Miss Spelman College tried to fix a mistake, made it worse

A scoring error at the 43rd annual pageant set off a debate about fairness, tradition.

The 43rd Miss Spelman College Pageant took place on April 11, 2026, with seven contestants competing for a title that carries real institutional weight. Kinsley Wilson was initially crowned Miss Spelman, with Jillian Collier named first runner-up. That should have been the end of it.

It was not. A post-pageant review found a technical discrepancy in the scoring process. After recalculating results, the college determined Collier had earned the highest overall score. Rather than transferring the title, Spelman announced on April 17 that both students would share it, making them the first co-Miss Spelmans in the pageant’s history.

Collier responded by saying she vehemently disagreed with the decision, calling it unfair and unjust, and stating she felt she was being cheated out of the title. The student whose math said she won was now being asked to share a crown with the student who had already worn it for six days.

What the scoring actually showed

The pageant judges contestants across five categories. Those categories include a pre-pageant interview, performance and artistic expression, a question-and-answer portion, presentation and community achievement, and an overall composite score. The popular vote component, which drove significant online debate, accounts for only 20% of the final score.

Student Queen Esther Hadassah posted a video on TikTok expressing frustration, invoking the phrase crown not compromise as a rallying call for those who felt the outcome lacked integrity. She also pointed out that while some argued Wilson had won the popular vote, that single category represented a fraction of the total score.

Current student Gabrielle Cassell went further, publishing a Substack essay titled The Beginning of the End of Spelman College, which generated significant online discussion both on and off campus.

 How Spelman responded

In a statement to the student body, the college offered its deepest apologies to the students and families affected by the initial announcement. Spelman told 11Alive it is overhauling protocols and working to ensure a similar error does not occur again.

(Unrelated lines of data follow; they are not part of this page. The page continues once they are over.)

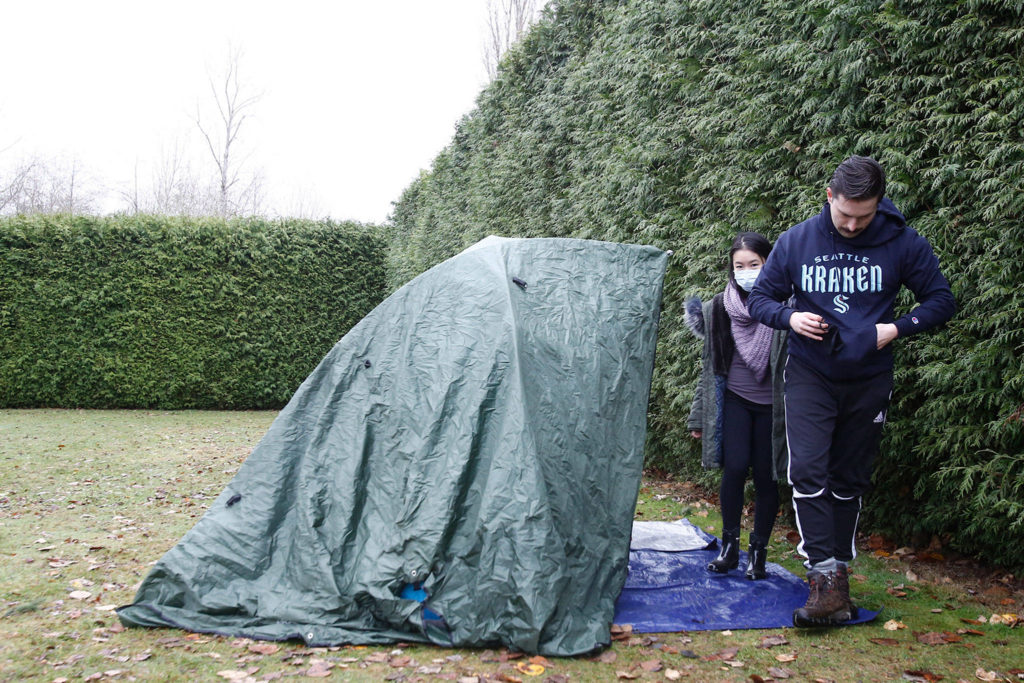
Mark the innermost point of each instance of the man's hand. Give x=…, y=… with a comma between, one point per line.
x=886, y=333
x=811, y=326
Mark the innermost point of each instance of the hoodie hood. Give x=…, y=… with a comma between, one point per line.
x=887, y=225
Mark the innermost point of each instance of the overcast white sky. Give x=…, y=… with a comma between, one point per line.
x=357, y=95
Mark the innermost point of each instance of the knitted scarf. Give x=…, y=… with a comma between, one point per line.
x=753, y=339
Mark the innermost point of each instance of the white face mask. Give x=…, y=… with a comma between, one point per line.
x=747, y=278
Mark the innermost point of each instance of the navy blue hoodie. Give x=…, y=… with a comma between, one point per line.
x=852, y=283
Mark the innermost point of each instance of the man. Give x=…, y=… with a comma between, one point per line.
x=844, y=269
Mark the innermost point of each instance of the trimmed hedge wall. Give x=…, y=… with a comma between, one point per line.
x=148, y=311
x=679, y=123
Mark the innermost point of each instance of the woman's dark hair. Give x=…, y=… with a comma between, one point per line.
x=859, y=178
x=754, y=242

The college framed the co-titleholder decision as an expression of sisterhood, but that framing did not land well with a student body that had watched the pageant, witnessed a winner crowned, and then watched the outcome reversed almost a week later. As the conversation online intensified, Spelman announced it was stepping back from social media engagement, noting that the discussion had become ugly and that the college needed to return to being a space of refuge for its students.

The Spelman community weighs in

Opinions split quickly and sharply. Critics argued that a competition with a clear mathematical outcome should produce a single winner, and that the co-titleholder arrangement prioritized optics over accuracy. Supporters pointed to the broader character of Spelman’s student body, noting that the college also named seven co-valedictorians from its Class of 2026, and that shared recognition is not without precedent at the institution.

Spelman has been ranked the No. 1 HBCU in the nation by U.S. News College Rankings for 19 consecutive years and maintains an acceptance rate of approximately 25%. The pageant controversy has done nothing to diminish that academic standing, but it has raised pointed questions about the administrative processes behind one of the school’s most watched annual events.

What the pageant represents at Spelman

Miss Spelman is not a ceremonial title. The winner serves as the official student ambassador for Spelman College, representing the institution to prospective students, donors, and at campus events. Both Collier and Wilson are juniors, meaning they will carry that role into the 2026-27 academic year together, regardless of how either feels about the arrangement.

Former Miss Spelman titleholders have spoken publicly about the incident, with some calling for greater transparency in how the scores were tallied and managed. The consensus among critics is not that the error itself was unforgivable, but that the resolution created a new problem by declining to simply correct the first one.

Spelman has promised protocol changes. The more immediate question is what either co-titleholder does with a role that began under circumstances neither of them chose.